The red line in the Syrian conflict wasn’t Obama’s. It turned out to be Russia’s, Iran’s and Hezbollah’s. Their red line was Assad’s survival and they have stuck to it like glue. For all its talk of moral duty, the West’s commitment to this pales in comparison. When Western states did stir themselves to do something, it consisted of piecemeal, uncoordinated responses to events as they unfolded.

Like arming the rebels and “unbelievably small” missile strikes, warehousing Syria’s chemical weapons is simply the latest shroud to cover the West’s blushes because there is no will to act in Syria.

Assad, almost by accident, has tested not just the West, but specifically America’s capacity, or willingness to be a global power, and he has won. The West has blinked and retreated. It is the U.S. that is really surrendering its arms, not the Assad regime. Assad was even confident enough to publicly warn Americans of terror attacks if the U.S. dared fire a single missile at Syria.

There will be many ill-informed comparisons with Europe in the 1930s, after Obama inadvisably invoked Nazi Germany in his speech on Tuesday night. But one comparison might just be worth making: This month marks the anniversary of the Munich agreement, when along with France, the British Prime Minister Neville Chamberlain, in an ill-fated bid to avoid taking military action against Adolph Hitler, allowed Nazi Germany to annex a large part of Czechoslovakia. Chamberlain spoke for millions when he said he would not enter into “a quarrel in a faraway country, between people of whom we know nothing.”

British and American politicians know voters are war weary from botched military operations in Iraq and Afghanistan. They don’t see the Syrian civil war, or the suffering of the Syrian people at the hands of a brutal dictator, as any of their business. Diplomatic negotiations over the bodies of 100,000 Syrians, and doubtless many more as the war continues, is now all that is left, even if it has been, frankly, fruitless.

Like Europe in the late 1930s, the time when the West could have shaped an outcome favorable to its interests and those of the Syrian people has long passed. The Syrian opposition is even more divided than it was at the outset of the war. The jihadists are fast becoming the major force on the ground and will now gain in strength. And all this has bolstered Iran and Hezbollah as well, which will have serious consequences not just in the Levant, but one suspects further afield too.

It is of course hard to make a case for intervention in a war where both sides are at fault. The latest report on Syria for the United Nations Human Rights Council has said that all sides have committed war crimes and crimes against humanity. Regime forces have massacred civilians, shelled hospitals and used cluster bombs, while rebel fighters are increasingly guilty of summary executions and torture.
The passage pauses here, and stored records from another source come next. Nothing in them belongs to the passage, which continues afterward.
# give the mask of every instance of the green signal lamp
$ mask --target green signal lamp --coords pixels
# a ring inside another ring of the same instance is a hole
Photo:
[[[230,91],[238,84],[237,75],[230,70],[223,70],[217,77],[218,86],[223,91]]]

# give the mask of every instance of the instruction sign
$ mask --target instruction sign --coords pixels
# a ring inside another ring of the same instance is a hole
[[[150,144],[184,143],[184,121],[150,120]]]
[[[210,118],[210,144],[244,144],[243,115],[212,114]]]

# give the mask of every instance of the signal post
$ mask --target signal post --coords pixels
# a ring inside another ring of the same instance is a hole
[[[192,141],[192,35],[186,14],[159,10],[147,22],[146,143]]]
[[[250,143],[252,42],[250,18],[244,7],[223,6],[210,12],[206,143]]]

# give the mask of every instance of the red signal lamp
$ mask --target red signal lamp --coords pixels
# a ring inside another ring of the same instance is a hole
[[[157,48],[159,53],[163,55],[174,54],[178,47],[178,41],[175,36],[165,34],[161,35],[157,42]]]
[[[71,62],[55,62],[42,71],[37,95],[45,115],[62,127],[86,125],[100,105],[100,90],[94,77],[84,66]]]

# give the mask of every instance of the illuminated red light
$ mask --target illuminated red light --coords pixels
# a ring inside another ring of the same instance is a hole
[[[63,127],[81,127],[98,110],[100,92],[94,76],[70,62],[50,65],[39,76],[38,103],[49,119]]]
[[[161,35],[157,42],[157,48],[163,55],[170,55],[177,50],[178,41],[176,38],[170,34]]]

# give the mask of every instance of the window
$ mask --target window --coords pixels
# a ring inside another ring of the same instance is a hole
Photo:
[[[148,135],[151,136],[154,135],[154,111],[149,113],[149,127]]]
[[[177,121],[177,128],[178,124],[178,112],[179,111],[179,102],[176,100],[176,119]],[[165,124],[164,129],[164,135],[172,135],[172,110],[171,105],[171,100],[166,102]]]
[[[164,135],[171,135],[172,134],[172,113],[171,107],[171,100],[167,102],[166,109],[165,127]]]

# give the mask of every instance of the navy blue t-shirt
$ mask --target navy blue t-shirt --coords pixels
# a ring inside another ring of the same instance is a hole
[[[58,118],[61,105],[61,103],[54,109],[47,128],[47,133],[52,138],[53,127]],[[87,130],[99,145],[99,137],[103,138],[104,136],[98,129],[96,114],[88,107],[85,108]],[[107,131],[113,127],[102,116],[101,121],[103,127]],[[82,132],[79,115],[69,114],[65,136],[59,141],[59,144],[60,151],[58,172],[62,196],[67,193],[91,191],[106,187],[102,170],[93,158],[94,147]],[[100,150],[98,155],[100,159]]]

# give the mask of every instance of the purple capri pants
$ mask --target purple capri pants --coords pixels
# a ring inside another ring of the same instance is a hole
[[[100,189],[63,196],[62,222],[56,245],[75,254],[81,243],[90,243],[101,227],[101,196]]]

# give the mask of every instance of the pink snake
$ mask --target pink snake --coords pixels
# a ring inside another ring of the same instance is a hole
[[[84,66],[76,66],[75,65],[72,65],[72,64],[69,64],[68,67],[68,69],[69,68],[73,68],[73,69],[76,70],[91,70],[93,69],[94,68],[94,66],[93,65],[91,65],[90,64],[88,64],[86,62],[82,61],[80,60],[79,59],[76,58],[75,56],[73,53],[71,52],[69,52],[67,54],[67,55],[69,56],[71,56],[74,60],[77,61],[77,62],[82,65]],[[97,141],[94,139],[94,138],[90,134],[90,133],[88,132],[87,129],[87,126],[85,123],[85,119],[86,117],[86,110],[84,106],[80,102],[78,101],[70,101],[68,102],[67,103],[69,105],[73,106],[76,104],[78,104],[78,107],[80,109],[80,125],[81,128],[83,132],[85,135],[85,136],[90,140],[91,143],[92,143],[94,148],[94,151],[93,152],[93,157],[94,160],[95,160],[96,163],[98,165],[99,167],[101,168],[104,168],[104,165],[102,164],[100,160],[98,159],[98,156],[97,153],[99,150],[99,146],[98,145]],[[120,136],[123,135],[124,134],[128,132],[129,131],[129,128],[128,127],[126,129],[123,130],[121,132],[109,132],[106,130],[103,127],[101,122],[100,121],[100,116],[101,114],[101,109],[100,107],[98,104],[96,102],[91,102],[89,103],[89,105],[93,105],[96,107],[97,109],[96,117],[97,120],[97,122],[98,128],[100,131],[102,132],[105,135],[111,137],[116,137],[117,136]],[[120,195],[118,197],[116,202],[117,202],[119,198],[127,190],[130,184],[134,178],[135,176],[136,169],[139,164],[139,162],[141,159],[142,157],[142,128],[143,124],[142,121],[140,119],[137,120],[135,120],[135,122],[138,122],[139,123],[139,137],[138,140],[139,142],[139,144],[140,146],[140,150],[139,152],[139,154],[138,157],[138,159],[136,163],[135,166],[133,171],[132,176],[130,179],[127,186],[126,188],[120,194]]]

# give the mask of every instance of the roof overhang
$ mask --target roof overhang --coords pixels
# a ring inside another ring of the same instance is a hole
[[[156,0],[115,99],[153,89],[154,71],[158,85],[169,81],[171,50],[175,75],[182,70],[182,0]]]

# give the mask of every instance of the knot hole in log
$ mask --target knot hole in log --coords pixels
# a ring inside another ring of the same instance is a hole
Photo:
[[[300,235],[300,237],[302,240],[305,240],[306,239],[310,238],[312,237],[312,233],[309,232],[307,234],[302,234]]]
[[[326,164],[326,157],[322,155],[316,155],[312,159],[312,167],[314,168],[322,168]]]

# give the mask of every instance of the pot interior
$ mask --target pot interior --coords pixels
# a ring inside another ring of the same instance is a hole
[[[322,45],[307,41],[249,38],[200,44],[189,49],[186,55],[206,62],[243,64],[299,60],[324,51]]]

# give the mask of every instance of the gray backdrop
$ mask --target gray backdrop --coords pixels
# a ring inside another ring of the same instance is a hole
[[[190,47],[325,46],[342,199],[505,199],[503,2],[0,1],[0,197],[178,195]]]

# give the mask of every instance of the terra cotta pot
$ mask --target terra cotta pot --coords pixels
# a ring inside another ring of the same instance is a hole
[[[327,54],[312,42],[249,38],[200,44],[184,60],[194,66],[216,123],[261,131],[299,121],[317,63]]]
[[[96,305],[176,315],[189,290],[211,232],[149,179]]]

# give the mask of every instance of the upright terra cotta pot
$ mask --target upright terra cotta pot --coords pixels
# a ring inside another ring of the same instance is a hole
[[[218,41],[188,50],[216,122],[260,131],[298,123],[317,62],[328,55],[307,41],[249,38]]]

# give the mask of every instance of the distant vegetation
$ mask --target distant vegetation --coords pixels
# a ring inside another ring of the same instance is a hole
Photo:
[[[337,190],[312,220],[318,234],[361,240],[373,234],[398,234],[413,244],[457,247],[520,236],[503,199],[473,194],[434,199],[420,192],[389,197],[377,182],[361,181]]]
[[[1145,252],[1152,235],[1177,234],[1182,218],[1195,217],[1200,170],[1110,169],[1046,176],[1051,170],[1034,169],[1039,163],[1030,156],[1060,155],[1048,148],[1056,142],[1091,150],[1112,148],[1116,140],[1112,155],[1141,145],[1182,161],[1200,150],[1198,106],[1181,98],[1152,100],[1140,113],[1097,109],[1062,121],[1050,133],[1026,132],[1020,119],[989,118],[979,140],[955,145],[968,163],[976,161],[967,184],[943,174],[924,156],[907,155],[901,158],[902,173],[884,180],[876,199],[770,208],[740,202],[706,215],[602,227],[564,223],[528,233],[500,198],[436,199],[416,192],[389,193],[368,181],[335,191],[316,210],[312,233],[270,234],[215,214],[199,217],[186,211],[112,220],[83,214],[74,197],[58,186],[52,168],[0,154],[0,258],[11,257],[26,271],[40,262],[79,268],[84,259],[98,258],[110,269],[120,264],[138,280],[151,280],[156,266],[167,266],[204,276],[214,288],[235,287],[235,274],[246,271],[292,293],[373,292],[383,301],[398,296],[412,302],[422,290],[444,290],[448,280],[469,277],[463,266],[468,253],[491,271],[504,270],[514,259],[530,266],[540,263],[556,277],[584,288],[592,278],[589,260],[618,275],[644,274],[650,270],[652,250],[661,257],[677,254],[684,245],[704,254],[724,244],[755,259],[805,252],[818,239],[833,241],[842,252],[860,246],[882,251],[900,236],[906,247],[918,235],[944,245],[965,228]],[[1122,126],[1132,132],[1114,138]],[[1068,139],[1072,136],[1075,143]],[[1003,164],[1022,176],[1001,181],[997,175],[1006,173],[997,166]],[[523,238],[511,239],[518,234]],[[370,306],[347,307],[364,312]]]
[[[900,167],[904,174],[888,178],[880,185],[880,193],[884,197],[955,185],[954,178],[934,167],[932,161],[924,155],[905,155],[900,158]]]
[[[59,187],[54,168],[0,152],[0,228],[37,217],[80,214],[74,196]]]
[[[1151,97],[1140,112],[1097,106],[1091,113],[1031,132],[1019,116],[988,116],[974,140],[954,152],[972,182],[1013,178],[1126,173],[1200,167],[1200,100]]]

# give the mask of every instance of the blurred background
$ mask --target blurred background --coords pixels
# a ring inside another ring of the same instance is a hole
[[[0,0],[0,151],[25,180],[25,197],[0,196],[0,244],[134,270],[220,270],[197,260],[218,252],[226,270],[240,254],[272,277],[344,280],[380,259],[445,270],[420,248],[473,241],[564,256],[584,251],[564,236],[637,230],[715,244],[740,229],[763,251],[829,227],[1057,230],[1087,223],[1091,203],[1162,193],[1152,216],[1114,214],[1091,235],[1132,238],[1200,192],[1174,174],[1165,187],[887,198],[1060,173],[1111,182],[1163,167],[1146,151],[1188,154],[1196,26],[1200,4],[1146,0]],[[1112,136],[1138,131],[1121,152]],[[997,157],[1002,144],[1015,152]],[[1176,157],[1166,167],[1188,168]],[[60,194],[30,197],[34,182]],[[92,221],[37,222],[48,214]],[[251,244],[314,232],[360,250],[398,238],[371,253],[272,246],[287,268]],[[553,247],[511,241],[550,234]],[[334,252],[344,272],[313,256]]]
No one wants jihadists running Syria, but can anyone seriously support a Western policy that strengthens Hezbollah? Will the West blink again when Iran stands its ground on its nuclear ambitions?

We have truly lost our moral compass if we believe that standing on the sidelines as the bodies pile up in Syria, or having some chemical weapons decommissioned while allowing Assad to continue to kill his people with impunity, is teaching him or any other tyrant a lesson. The West may well regret not adhering to Roosevelt’s maxim.

Michael Glackin is former managing editor of Beirut based newspaper THE DAILY STAR.
A version of this article appeared in the print edition of The Daily Star on September 13, 2013, on page 7.